When Aron Winter and Paul Mariner came on board this January after a magnificently long search following Mo and Preki's firing, there was renewed hope and talk of a new 'winning culture', but nothing really seemed to change. Inherited problems were resolved very messily, Dwayne de Rosario mused about going on strike, before finally leaving shortly into the season, in a trade that ended up being de ro for Andy Iro and a draft pick. Adrian Cann effectively did go on strike, and when he came back was forced into a humbling public apology, and an even more humbling appearance at Left Back.

The revolving door actually picked up pace, as TFC broke the all time record for players in an MLS season, and the 'exciting, attractive, attacking' system was doggedly stuck to despite a poor overall record that included numerous defensive meltdowns. When TFC called a big press conference at the end of June, there was talk that Winter would be giving up the coaching reins, more drama, another new coach, yet another nadir for TFC.

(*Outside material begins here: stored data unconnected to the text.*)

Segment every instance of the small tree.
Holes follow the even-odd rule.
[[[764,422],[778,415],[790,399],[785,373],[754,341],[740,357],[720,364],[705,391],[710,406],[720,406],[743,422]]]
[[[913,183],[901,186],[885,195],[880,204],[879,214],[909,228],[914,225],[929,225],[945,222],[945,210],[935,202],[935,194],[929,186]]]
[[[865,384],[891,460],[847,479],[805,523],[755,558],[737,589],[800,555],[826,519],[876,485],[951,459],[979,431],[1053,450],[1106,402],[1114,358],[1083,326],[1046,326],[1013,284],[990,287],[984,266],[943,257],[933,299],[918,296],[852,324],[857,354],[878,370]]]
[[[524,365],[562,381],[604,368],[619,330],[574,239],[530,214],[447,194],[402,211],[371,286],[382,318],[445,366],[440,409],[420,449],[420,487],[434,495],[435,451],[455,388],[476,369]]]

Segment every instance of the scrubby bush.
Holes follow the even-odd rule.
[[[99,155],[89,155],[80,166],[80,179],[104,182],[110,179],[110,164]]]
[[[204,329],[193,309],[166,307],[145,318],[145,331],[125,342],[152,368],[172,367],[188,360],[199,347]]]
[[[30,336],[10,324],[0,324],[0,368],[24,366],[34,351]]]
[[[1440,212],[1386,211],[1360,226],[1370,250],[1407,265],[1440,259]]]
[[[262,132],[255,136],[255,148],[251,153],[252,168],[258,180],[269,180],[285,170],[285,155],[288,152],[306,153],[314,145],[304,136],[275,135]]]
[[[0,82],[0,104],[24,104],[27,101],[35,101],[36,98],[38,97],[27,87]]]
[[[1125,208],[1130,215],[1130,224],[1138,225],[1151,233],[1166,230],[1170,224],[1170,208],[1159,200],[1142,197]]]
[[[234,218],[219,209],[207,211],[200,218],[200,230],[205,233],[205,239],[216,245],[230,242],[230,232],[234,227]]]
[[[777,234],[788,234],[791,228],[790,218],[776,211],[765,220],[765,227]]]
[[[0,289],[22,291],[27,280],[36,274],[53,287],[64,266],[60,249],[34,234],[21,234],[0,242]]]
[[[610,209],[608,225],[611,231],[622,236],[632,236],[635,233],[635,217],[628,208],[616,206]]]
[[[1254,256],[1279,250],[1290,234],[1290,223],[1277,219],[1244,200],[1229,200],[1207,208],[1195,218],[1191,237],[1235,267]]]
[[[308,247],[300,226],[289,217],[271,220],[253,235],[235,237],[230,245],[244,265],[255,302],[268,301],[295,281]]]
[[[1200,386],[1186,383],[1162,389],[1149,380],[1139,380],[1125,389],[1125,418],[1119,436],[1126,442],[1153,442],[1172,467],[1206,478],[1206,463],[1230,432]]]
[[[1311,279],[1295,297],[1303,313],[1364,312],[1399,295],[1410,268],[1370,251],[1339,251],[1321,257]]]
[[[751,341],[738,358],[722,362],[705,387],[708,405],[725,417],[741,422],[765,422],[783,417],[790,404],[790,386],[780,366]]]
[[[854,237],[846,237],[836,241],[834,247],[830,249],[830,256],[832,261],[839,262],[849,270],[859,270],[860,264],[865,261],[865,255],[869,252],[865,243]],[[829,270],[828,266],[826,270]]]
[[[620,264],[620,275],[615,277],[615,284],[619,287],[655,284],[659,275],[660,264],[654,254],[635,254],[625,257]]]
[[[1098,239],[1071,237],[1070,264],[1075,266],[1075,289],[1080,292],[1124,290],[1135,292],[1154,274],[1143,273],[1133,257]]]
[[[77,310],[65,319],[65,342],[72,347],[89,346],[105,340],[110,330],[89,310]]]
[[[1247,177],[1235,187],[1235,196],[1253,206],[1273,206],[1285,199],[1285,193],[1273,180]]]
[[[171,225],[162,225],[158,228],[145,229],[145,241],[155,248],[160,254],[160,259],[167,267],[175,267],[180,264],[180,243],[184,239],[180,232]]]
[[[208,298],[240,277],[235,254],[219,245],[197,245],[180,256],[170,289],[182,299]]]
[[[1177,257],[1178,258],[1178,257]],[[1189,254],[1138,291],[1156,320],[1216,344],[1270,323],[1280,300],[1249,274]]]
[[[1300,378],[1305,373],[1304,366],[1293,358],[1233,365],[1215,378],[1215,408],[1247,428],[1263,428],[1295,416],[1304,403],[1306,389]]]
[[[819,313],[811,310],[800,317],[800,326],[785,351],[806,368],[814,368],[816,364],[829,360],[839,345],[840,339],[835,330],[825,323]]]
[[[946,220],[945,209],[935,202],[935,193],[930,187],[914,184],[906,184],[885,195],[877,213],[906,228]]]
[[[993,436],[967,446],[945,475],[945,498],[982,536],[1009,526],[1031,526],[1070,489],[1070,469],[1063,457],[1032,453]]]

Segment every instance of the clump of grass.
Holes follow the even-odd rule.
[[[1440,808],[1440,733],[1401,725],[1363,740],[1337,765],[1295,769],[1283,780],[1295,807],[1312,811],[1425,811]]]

Instead, after 4 ½ seasons, that press conference saw TFC finally seem to turn a corner. Torsten Frings was introduced along with Danny Koevermans, and in the second half of the season, things seemed to improve. Julian de Guzman talked about how there was an increased dressing room focus on football. Matt Gold mentioned how Frings was able to represent the players side to Aron Winter and there certainly seemed a more pragmatic, less dogmatic approach to the team's formation going forward. That improvement yielded a tangible achievement as when the big game came around this time, instead of choking, they put in one of the best performances in club history to qualify for the knockout phases.

There's still a long way to go in the getting respect department. Look at the reaction to Danleigh Borman in the re-entry draft. Seen as not a big loss, and given up on as defensively hopeless by most TFC fans, a lot of MLS experts picked him as one of the best options out there. Concerns about defensive failures were met with 'yeah, but that was with TFC' as if no shortcomings exposed here could ever fairly be held against a player, until he got a chance to prove himself in more favourable circumstances with a decent team.

So that's what I want for next year; an end to the drama, and the comedy we've provided to the rest of MLS. I want Mariner, Winter and de Klerk to still be in charge at the end of the season. I want a productive pre season, with a settled lineup in the first game against LA. I want the majority of that starting squad to be still with us at the end of the season, with no need for a flurry of mud season trades. I want no more drama between players and coaches, or coaches and management, or management and fans. Blogging material be damned, I want TFC to be interesting only for how uninteresting they've become. I want the only controversy to be who'll be in net when the season starts. I want them to be a blandly run club that's recognised as tough to play against and a team where a player with the right skills can flourish. I want consistent performances, an obvious sense of progress, and yes damnit, I want a playoff place. Then I want the Front Office to not use all that as a reason for another hefty season ticket price raise.

I don't want TFC to be a joke anymore.